On one of these trips downtown, Aunt Edna bought me my first cowboy buckle—an engraved sterling Nelson Buckle, adorned with a 10k gold cowboy on a bucking bronc, and a gold ribbon across the bottom bearing testimony to its owner—my name, Harold Hollis, in black lettering. Both the brown cowboy hat and the buckle made the rounds of younger cousins. The hat got lost in the shuffle, but the buckle still figures into my life. In my 62nd year, I recently had an alligator belt reworked so that I could continue wearing that buckle, which I have owned since I was six years old. There probably is a photograph somewhere of me made around the time that I started wearing the buckle. Aunt Edna, who was back then an expert seamstress, made western shirts for all of us. I am told that she made many shirts for me because I didn’t want to wear store-bought shirts.
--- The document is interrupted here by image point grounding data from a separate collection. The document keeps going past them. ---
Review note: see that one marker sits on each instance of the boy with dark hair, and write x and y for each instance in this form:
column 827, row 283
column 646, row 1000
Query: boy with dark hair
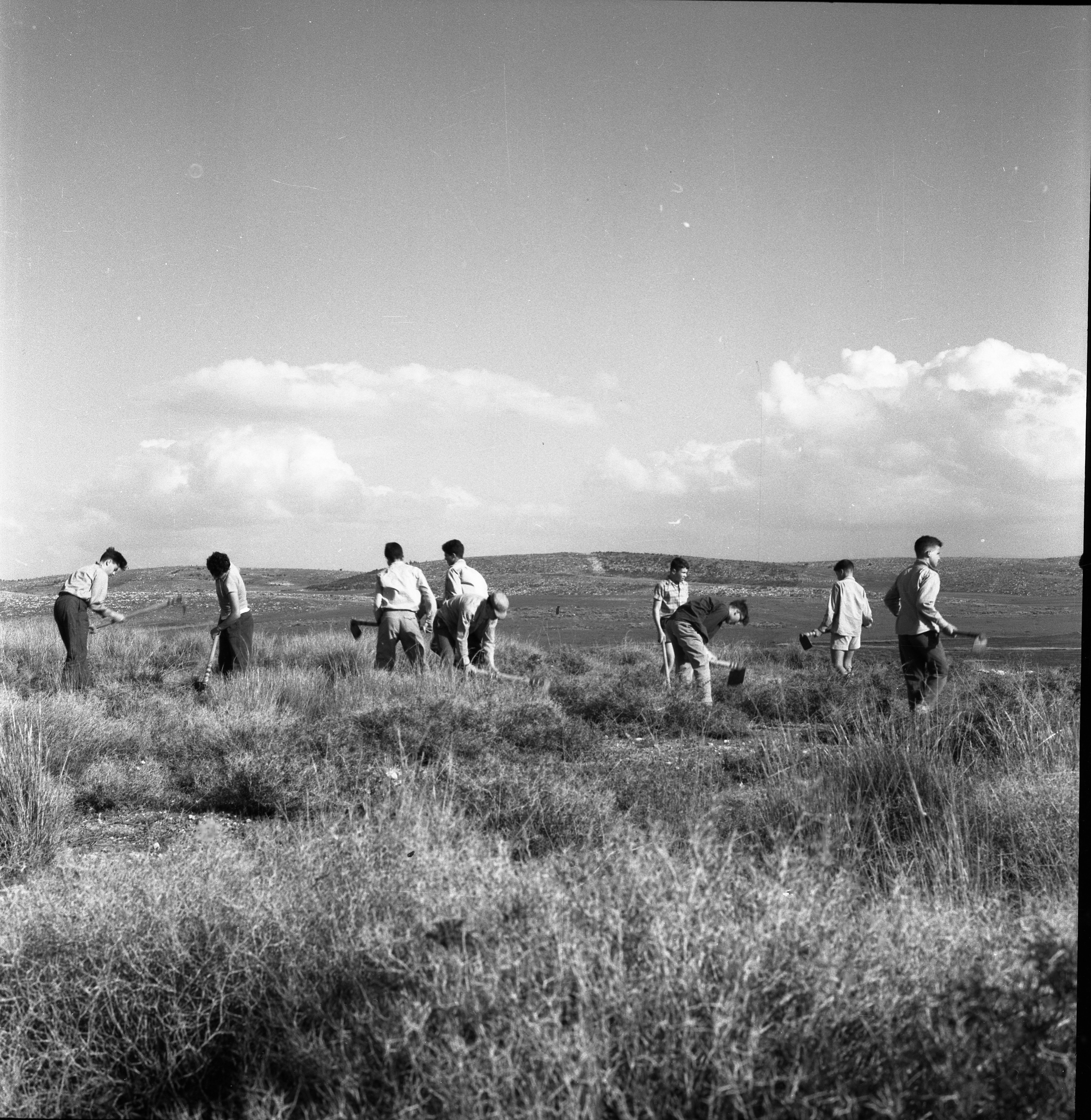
column 912, row 601
column 465, row 634
column 236, row 625
column 86, row 590
column 847, row 612
column 404, row 604
column 693, row 627
column 461, row 578
column 669, row 595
These days, good memories bring pleasure to Aunt Edna and Mother. Three and one-half years ago, Mother’s doctor gave her the bad prognosis concerning the condition of her heart. Aunt Edna has more than enough physical misery for one person. They’ve outlived husbands, siblings, cousins, and friends. Celebrations these days are not so celebratory, but times to reminisce. Not so many photo ops these days—or at least not so much enthusiasm for capturing these latter day, minor responses to traditional family gatherings that figured so prominently when they were raising their children. It seems that with husbands and fathers gone, things just change. The next generations don’t care as much, or they just don’t care enough to get along, or they’re just trying to make it. Something definitely is missing—the need to celebrate family ties, a failure to recognize the joy in just getting together. Still, Aunt Edna cherishes her memories enough to bring them over on Sundays. She and Mother spend their four or five hours together on these days talking about remembering when, recounting many of the same stories Sunday in and Sunday out. Regardless of physical difficulty and family frailty, Aunt Edna works at finding the bright side of times that sometimes have only the faintest glimmer.